After contacting Draves, Leffers initially grew 10 acres of quinoa for Katan Kitchens in 2016. The yield was so good (a little over 900 kilograms per acre) that he decided to boost production to 80 acres this year.
“It did really well last year,” Leffers says. His farm, like others in the Lethbridge area, is irrigated and he thinks that’s had a lot to with his success so far with quinoa. He found good soil moisture is required after seeding quinoa, but then it’s important not to overwater. “It doesn’t like saturated soil,” he explains.
Additionally, Leffers, who also grows canola, wheat, flax and alfalfa, learned that quinoa is much like canola in terms of both its water and fertility requirements.
“You can fertilize it a lot, like canola,” he says. “It’s a high nitrogen user and we’re also finding that it likes phosphorus.”
This year, Draves says his company is concentrating a little more on upping its acreage “and focusing on a smaller number of producers than we have in the past, and that’s shaping up really well.”
As Draves points out, there is quite a bit of variability in terms of where quinoa can be grown successfully in Canada due to climatic restraints and other factors.
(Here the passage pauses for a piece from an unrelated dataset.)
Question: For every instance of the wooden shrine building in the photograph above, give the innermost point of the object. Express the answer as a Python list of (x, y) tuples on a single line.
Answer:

He says Quinta Quinoa growers have generally fared well with yield and quality in southwestern and northeastern Ontario, while production efforts in southern Alberta have produced record yields.
Draves and his research partners are working on developing a better understanding of both the development stages and the phenological elements of quinoa production in order to hasten the process of breeding varieties tailored to different geographical areas.
This includes work soon to get underway that will utilize clustered regularly interspaced short palindromic repeats (CRISPR) technology to look at markers within the quinoa gene code that can inhibit the crop.
“This will allow us, from a non-GMO perspective, to better understand how we can naturally select these plants to then encourage some of these more favourable traits in the different areas,” Draves says. “Understanding the genome allows us to pick that best ‘one’ very quickly and early. That saves a lot of time in the process and produces a superior end result.”
Draves says his company plans to continue pushing the envelope with other crops for the health or functional food market.
“We’re not going to stop with quinoa,” he says. “Our whole objective is to produce … premium commodity crops so that we can pass that premium down to the growers. Ultimately, we aim to continue to grow these markets and have a lot more producers involved in growing incredibly high nutrient superfood and functional foods in Canada.”
Since 2014, the Manitoba government has been conducting ongoing quinoa variety evaluation trials in different areas of the province, including at the Canada-Manitoba Crop Diversification Centre (CMCDC) in Carberry, Man.
The CMCDC’s 2014 Annual Report contains some key agronomic information about quinoa production, including the following findings:
- Quinoa is a cool season crop so it prefers short day length and cool temperatures for good growth.
- Fertility, seedbed preparation, seeding and harvesting parameters for quinoa are similar to canola.
- Quinoa requires good soil moisture to germinate but once it is established, quinoa prefers drier soils.
- Germination occurs best in soils that are cool (7 to 10 C) and have adequate moisture. Under these ideal conditions, quinoa will germinate in 24 hours and seedlings will emerge in three to five days.
- The impact of weeds on quinoa production is at its highest during emergence and seedling establishment.
- Hot conditions (more than 35 C)
- during the flowering period can cause plant dormancy or pollen sterility, which will result in limited or no seed production.
- Quinoa has some resistance to light frosts in the later stages of development; the tolerance begins when the crop has finished flowering.
- Winds can cause shattering and stalk breakage if the standing crop over-ripens.